Modest yet prestigious

Karl and Martha Lemke, a married couple without children, asked Mies to build them a “small and modest home” that, “on nice days, could extend out to the garden.” Karl Lemke owned a graphic arts firm and a printing company in Mühlenstraße in the Berlin Friedrichshain district. Karl Lemke’s companies often worked for museums, art institutions, and artists. The quality of “Lemke printing plates” had a good reputation. As a businessman, Karl Lemke knew how to put his home to good effect – he loved modern architecture and used it to cut a good figure socially. He held receptions for business customers on the house terrace, using the painterly scenery of the Obersee lake as a backdrop. Karl Lemke was also an art enthusiast and his estate included a small collection of fine paintings as well as a collection of watches. The furniture from the Lemke House estate was acquired almost in its entirety by Berlin’s public museums.
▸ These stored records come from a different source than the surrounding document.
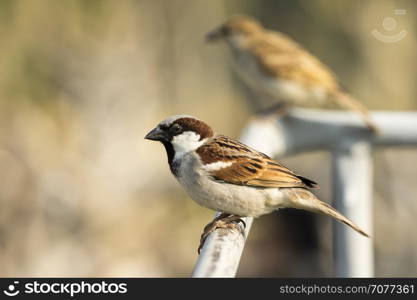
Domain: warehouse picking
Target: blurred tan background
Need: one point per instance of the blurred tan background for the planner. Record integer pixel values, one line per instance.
(81, 83)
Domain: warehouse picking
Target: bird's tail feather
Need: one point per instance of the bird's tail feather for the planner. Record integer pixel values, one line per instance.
(304, 199)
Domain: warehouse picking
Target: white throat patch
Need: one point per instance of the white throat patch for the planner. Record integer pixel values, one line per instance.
(186, 142)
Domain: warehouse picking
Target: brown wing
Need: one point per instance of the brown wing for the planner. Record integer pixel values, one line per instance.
(249, 167)
(279, 55)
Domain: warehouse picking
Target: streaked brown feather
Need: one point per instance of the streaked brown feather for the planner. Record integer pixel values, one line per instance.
(250, 167)
(278, 55)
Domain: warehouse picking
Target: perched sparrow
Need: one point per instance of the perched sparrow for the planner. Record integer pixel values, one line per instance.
(227, 176)
(280, 70)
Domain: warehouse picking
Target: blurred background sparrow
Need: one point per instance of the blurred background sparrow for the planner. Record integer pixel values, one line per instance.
(280, 71)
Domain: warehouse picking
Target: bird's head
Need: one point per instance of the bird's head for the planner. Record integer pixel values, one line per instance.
(181, 134)
(237, 29)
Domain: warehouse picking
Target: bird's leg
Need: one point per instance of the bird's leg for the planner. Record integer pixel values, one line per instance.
(224, 220)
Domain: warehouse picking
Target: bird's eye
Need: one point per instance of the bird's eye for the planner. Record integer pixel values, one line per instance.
(176, 128)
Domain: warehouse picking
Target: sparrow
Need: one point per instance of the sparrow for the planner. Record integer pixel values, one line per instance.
(227, 176)
(278, 69)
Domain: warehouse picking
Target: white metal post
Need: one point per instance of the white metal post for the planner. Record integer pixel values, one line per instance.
(350, 143)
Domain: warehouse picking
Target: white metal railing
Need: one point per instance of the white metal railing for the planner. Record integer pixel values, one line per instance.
(350, 144)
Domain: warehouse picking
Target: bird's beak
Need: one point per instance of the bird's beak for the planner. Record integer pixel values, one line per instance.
(156, 134)
(214, 35)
Mies’s architectural studio conceived the Lemke Haus’s original furnishings. Mies van der Rohe designed the pieces together with Lilly Reich, his colleague and companion at the time. The study and the bedroom were exclusively furnished with their designs. The living room, however, included older pieces the Lemke’s had brought with them. Mies and Reich outfitted the house entirely with wooden furniture and not with the Mies designed steel tube furniture as suggested in historical photographs by the Thonet company from 1933. A single type of wood was used in each room: satinwood was chosen for the wall-sized closet and double bed in the bedroom while the writing desk ensemble, the book shelves, and a square table in the study were made of Macassar ebony. Additionally, some of the furnishings were upholstered with yellow pigskin parchment, including the double bed, the desk chair, the men’s arm chair, and a sitting stool. The furniture from the Lemke estate is on view at the Kunstgewerbemuseum (Museum of Decorative Arts) in Berlin.



A Rapport with nature

The planning of the garden was overseen by the office of horticulturalist Karl Foerster in Potsdam-Bornim. Foerster’s business partner Herta Hammerbacher incorporated existing structural elements and vegetation from the previous garden into the new design. The principal arrangement, however, was based on a concept drafted by Mies. The Lemke garden functions as a transition zone that connects the house to the Obersee lake and park landscape beyond. The garden’s design stands in dialogue with the shape of the home, gradually joining the house grounds with the surrounding landscape. The transition from the ground floor interior to the garden leads first to an adjoining level terrace and out to the surrounding, informally landscaped lawn. This effect draws the interior of the house even closer to the landscape than in Mies’s earlier projects. The house and garden complement each other with special accents intentionally added to underline the play of interior and exterior space. This strategy includes the walnut tree on the terrace which marks the center of the complex and also the hardwood Hornbeam trees that serve to extend the exterior house wall into the garden, tying together the interior and exterior space.